What we should focus on as the more immediate threat is China’s use of synthetic biology practices to control its citizens, as well as promoting such tactics to other authoritarian governments. As part of a campaign to build a Chinese gene bank, the government mined biomedical data on the 600 million citizens enrolled in the national healthcare system without seeking their consent. The state has also explicitly tied genetic data to the Chinese Communist Party’s ideological campaigns. For example, government entities have used forced DNA collection from Uighurs and other marginalized groups to support claims that these populations are fundamentally different from ethnic Chinese. Such intrusive practices are also affecting people beyond China’s borders. Chinese groups have been accused of phishing DNA information through fraudulent medical test kits or genealogy packages, and of hacking U.S. biotechnology and vaccine development firms.

One consequence of the U.S. moving so late on synthetic biology regulation is that multilateral conversations have already taken place without an American presence. The U.S. has held limited talks with NATO and OECD allies around synthetic biology and biotechnology, but has hesitated to get involved in broader global discussions. China, by contrast, is an active participant in the UN Convention on Biology Diversity (CBD), which prescribes management of environmental and human health risks associated with biological research generally. (The U.S. is the only country in the world that is not a party to CBD.) China hosted the annual CBD meeting in 2020, where synthetic biology was a stand-alone agenda item for the first time. While synthetic biology regulations were not included in the subsequent adopted protocols, the inclusion of the topic at a multilateral forum was an indication of increased global attention. We should expect to see China building on this opportunity at future CBD meetings to promote the legitimacy of its authoritarian synthetic biology practices.

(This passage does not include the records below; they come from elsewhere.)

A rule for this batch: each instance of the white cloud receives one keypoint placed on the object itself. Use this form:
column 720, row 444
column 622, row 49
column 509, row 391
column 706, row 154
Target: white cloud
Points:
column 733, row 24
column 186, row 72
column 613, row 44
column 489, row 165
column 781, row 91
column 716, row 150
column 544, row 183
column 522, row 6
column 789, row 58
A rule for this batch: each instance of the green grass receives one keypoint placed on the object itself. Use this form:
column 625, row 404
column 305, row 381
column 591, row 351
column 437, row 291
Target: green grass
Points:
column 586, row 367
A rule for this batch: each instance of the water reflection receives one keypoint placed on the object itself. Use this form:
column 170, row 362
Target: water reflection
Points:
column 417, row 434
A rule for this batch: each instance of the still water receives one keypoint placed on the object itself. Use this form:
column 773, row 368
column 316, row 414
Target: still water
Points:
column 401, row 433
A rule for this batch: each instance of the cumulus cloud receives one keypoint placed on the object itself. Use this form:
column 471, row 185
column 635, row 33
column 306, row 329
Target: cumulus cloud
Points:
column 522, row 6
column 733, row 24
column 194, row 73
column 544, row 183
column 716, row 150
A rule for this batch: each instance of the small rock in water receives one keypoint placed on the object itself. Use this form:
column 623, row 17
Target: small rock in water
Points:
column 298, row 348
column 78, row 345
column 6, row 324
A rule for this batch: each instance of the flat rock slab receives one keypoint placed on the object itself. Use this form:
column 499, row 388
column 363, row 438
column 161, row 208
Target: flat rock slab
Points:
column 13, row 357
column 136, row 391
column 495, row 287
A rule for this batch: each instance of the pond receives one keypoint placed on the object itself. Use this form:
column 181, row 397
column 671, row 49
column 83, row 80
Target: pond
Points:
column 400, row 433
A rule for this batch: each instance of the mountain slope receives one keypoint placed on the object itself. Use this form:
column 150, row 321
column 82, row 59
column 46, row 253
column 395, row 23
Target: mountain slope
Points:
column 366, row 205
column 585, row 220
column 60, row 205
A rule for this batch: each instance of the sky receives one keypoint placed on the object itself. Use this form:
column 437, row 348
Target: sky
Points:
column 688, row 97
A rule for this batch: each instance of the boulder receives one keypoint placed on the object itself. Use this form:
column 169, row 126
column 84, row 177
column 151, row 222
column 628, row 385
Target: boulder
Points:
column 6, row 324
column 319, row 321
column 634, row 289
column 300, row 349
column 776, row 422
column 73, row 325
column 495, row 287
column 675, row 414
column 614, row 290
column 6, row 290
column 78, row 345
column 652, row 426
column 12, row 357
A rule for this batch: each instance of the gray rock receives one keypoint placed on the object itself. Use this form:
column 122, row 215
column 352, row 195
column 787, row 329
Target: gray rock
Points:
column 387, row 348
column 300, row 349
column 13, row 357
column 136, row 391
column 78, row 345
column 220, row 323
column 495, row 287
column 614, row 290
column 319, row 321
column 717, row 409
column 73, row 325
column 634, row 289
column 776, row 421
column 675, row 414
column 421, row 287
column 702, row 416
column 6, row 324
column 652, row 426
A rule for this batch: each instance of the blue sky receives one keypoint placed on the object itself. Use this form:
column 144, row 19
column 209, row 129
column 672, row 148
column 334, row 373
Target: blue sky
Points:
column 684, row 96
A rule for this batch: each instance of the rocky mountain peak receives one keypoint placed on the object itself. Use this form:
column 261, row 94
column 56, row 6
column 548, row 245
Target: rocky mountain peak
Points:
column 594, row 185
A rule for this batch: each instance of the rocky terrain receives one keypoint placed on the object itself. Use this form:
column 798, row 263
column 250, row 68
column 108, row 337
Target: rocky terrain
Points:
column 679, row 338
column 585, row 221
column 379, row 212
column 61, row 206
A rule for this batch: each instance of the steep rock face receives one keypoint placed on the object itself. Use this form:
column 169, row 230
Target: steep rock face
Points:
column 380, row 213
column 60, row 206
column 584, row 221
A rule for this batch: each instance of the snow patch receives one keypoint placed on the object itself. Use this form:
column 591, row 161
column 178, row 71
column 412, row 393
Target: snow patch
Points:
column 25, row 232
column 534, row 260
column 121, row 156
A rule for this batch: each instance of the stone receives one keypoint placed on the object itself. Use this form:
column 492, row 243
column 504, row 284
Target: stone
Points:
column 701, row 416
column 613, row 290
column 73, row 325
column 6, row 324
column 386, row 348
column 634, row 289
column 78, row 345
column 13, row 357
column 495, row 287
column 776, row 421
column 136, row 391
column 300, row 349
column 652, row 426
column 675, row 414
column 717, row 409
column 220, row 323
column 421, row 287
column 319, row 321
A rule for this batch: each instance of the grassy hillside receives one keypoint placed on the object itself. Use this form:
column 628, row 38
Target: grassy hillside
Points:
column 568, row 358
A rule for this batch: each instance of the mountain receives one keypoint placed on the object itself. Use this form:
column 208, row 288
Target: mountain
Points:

If American leaders hope to limit the promotion of global synthetic biology regimes that favor authoritarian governments, they must first catch up to China in terms of domestic regulation. The language of Biden’s executive order promises streamlined regulations for a “risk-based, predictable, efficient, and transparent system” for safe use of biotechnology, “principles of security, privacy, and responsible conduct of research,” and “biological risk management as a cornerstone” of research and development. But it is unclear how those commitments will be implemented in practice. Steps towards synthetic biology practices “consistent with United States principles and values” may include policies asserting personal ownership over genetic data and regulations restricting government access to sensitive biomedical data. Such policies would set an unambiguous precedent against authoritarian actors co-opting genetic information.

Important as it is, however, U.S. domestic policymaking alone will be insufficient. The U.S. should also take steps to promote adoption of similar policies internationally, and not just to other states regarded as part of the ‘Western world.’ Partnerships with India, South Korea, Brazil, and other democratic regional powers could highlight the contrast between U.S. and Chinese regimes and curb global authoritarian creep in synthetic biology regulations.



About the Author: 

Kathryn Urban is a current graduate student in the School of International Service’s Global Governance, Politics, and Security program. Her research interests include Arctic securitization and the strategic logic of drone warfare.